Base descentralizada do Samu 192 de Tatuí funciona no bairro Santa Cruz há pelo menos dois meses

 

A coordenação municipal da base descentralizada do Samu (Serviço de Atendimento Móvel de Urgência) 192 anunciou, nesta semana, que está “reforçando uma determinação que vem sendo cumprida em Tatuí há anos”.

A enfermeira Andreia Fonseca, coordenadora do serviço, quer que todos os funcionários da base estabeleçam comunicação com a central quando os usuários não puderem fazê-lo.

Com isso, a base dá continuidade a uma exceção, uma vez que o procedimento padrão rege que cabe à população fazer a ligação para solicitar atendimento.

A determinação está prevista na portaria 1.010, de 21 de maio de 2012, que redefine a implantação do Samu e da Central de Regulação das Urgências.

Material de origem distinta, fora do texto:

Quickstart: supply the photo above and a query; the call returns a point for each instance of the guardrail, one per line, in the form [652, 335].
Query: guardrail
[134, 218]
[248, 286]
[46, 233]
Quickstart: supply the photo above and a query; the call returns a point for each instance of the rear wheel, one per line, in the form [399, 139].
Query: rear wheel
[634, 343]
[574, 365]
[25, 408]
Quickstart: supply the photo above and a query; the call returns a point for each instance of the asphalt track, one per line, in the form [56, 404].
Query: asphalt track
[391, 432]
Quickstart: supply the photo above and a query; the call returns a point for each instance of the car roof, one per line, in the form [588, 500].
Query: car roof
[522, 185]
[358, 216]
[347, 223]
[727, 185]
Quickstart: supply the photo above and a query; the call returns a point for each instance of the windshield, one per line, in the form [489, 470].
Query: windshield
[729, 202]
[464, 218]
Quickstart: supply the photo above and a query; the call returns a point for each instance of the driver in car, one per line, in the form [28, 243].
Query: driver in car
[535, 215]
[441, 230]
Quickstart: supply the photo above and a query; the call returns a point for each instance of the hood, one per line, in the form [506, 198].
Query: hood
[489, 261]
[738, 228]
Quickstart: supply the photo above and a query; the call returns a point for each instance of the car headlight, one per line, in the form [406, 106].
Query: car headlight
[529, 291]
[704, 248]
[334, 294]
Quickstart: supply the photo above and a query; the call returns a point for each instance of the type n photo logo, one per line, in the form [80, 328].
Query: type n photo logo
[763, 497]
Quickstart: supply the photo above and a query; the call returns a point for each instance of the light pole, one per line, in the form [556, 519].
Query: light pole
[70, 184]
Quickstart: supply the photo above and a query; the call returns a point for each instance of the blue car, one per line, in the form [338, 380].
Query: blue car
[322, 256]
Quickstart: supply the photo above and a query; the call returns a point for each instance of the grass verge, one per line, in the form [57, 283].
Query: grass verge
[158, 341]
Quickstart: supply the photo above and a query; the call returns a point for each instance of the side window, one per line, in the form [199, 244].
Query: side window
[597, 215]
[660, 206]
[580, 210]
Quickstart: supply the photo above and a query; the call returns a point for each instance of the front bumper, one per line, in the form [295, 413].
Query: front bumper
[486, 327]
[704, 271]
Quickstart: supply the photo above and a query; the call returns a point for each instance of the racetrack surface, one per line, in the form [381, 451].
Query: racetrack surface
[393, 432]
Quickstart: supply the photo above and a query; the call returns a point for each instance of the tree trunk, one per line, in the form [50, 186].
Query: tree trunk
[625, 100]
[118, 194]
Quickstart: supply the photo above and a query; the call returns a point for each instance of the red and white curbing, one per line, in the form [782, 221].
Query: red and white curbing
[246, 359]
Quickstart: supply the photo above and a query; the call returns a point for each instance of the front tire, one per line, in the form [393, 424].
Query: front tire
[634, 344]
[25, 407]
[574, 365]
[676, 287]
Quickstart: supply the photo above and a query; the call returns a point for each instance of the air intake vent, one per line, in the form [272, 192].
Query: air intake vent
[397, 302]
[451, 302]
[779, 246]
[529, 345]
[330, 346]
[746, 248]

A unidade de Tatuí está vinculada à central de Itapetininga, razão pela qual as chamadas originadas pelos moradores daqui precisam ser triadas por equipe que trabalha no município vizinho. A central atende oito cidades e, no mês passado, encaminhou à equipe local 658 ligações feitas por pacientes da cidade.

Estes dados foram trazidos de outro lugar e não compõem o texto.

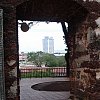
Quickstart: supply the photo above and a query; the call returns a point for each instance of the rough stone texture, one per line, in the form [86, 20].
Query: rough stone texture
[82, 40]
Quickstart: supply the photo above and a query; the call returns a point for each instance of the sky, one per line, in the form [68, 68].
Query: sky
[32, 39]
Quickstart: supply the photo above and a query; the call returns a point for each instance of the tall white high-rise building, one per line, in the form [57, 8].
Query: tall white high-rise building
[51, 45]
[45, 44]
[48, 45]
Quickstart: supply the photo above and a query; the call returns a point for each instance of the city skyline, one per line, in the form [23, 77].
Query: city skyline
[32, 40]
[48, 44]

De acordo com Andreia, os traumas correspondem ao maior percentual de atendimentos. São fraturas provocadas por acidentes, com a maioria deles envolvendo motos.

Do total de casos, quatro foram de suicídio por enforcamento. “É algo que aumenta por causa da época. Normalmente, não temos, no decorrer do ano todo, mas registramos muitos suicídios no final, por depressão”, destacou a coordenadora.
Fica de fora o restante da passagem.